The panels are traced from templates, cut out and screwed onto the mold with temporary drywall screws. The seams are then dressed, epoxied and covered with glass tape. Take out the temporary screws and remove the hull from the mold. We don't worry about measurement tolerances on these boats.

The Spindrift 10 is the smallest boat I have sailed that is a real sailboat for an adult and not a toy like the 8 footers. For kids of the age you are interested in, I think the 12 would be best for a crew of two. A competent kid could handle it single if it was rigged as a cat. For double handing, the sloop would be much better since it gives the crew something interesting to do other than hanging out.
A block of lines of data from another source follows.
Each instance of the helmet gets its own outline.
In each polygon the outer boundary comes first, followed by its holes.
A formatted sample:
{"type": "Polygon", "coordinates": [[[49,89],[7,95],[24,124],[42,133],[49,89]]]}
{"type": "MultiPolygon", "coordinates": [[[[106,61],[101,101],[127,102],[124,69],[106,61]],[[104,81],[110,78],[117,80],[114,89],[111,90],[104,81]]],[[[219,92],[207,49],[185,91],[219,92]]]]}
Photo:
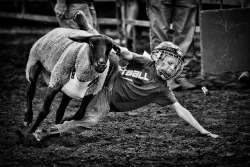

The Spindrifts would be quite a bit cheaper and quicker to build than the Windmills.

Although the Spindrift is designed for stitch & glue construction, I'd build a male mold and templates if I had a building program for kids.

Wayne Jeffers
09-15-2000, 11:16 PM
KP -- Sorry if I've led the discussion off on a tangent of sorts. I have no first-hand experience with Windmills, but they would appear to me to be too much for 6th or 7th graders. I posted the link because someone else had mentioned the Windmill, it's one of three designs I'm seriously considering, and I think their site has some nice information.

Actually, I wonder whether it is too much for this 51-year-old and his partner. (I won't tell her age.) We have limited experience sailing, but neither of us is timid around the water. But that's another topic, again.

I think Dave Carnell's boat has a lot of merit for your purposes. It's another one I've been considering for my first sailboat. Kind of low tech/high performance? Personally, I would include air chambers or other floatation sufficient to make it self-rescuing if I build it. For my purposes, it offers the attraction of making for easy experimentation in different sail plans, etc. Since the waters in SE Ohio are not very big, a Windmill wouldn't have much room to stretch its legs, perhaps, and Dave's design might be more practical for me.

As you can see, I haven't made up my own mind yet. I've built more boats with my imagination than I have with my hands.

Best of luck in your endeavor.


09-16-2000, 05:45 AM
Odd as it may seem the Barnegat Bay Sneakbox had an extensive racing history in the 20's and 30's with very large fleets racing on the Jersey shore with especial emphasis on the Junior racing fleets. These boats were reputed to be fast and very safe for the youngsters. There are a couple of booklets on the sneak at the site and one on its racing history especially. Regards.

09-17-2000, 04:17 PM
Ishmael- Yooper close to N.Y. (tongue in cheek (or Cleek?)). Marquette is just up the road a bit. I'm in Escanaba. Born and raised in L'Anse. Lived all my life on one of the GREAT Lakes but never sailed until 8 or so years ago. Now I'm hooked.

Sounds like Spindrift is my answer. Unless I get realllly cheap and decide on Dave's plan.